Flow Cytometry
by Patrick ChengTwo thousand years ago, Aristotle theorized that disease came from an imbalance of blood, phlegm, bile. We've come a long way. Then computers were invented, and now it seems anyone can use an out-of-the-box machine learning algorithm to diagnose leukemia. In this article I'll explain how.
What are Leukemia and Flow Cytometry?
Our immune cells are collectively called “white blood cells” or WBCs. Most are normal but some mutate and become cancerous. In these cases, not only do they not do their jobs properly but they also take resources from normal cells which in turn can't do their jobs either. Doctors diagnose leukemia with various laboratory tests, and among the most accurate is a test called flow cytometry, which measures protein levels of all the cells in a blood sample. The protein levels can be thought of as the different traits of a person.

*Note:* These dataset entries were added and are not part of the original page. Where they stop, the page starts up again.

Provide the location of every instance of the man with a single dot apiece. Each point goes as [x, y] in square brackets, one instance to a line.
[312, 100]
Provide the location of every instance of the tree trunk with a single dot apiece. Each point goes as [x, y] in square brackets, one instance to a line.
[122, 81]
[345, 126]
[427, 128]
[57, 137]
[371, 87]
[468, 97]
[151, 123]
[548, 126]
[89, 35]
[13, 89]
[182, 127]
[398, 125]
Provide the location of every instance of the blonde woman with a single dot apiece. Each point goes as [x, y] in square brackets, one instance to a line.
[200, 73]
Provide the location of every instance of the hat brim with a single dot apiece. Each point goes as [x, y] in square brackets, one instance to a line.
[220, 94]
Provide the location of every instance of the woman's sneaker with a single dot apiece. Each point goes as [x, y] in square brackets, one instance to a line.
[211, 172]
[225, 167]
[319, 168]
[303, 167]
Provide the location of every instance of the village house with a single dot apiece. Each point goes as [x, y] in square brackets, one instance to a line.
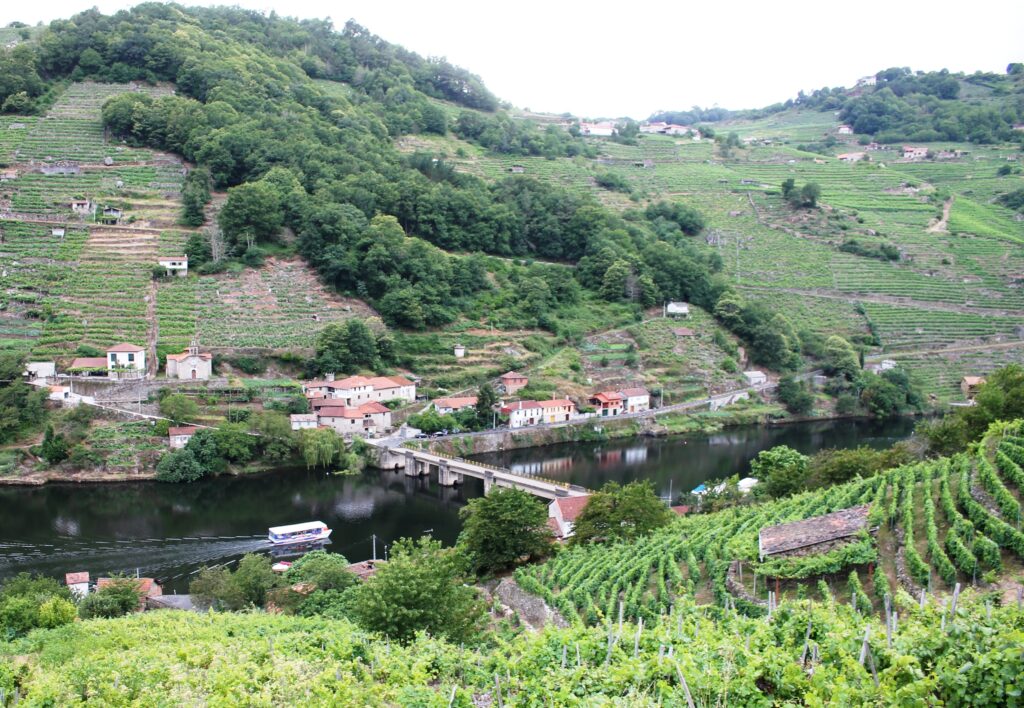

ELI5: If you were to measure a firefighter, a soldier, and a ballerina... firefighters' and soldiers' boots are much heavier than ballerinas' pointe shoes. Ballerinas don't wear helmets. Firefighters carry hose but soldiers don't. Who wears no helmet or hose and light shoes? Helmet and no hose?
Flow cytometry works by tagging specific proteins with fluorescent markers and measuring the fluorescence. The proteins are named things like “CD34” or “CD38”, where CD stands for “conserved domain”. You can think of them like the shoes, hose, helmet in the example above.
In figure 1, a normal patient shows the rough distribution of normal WBCs as they develop, with a smooth curve representing a normal transition of CD34 to CD38 in a population. On the right is a leukemic patient, who has an anomalous population of low CD34 AND low CD38 cells that doesn't really ever happen "naturally".
A pathologist will look at maybe dozens of plots like the one in figure 1. The thing is, a computer is great at crunching arrays of samples like this very quickly. There's the rub.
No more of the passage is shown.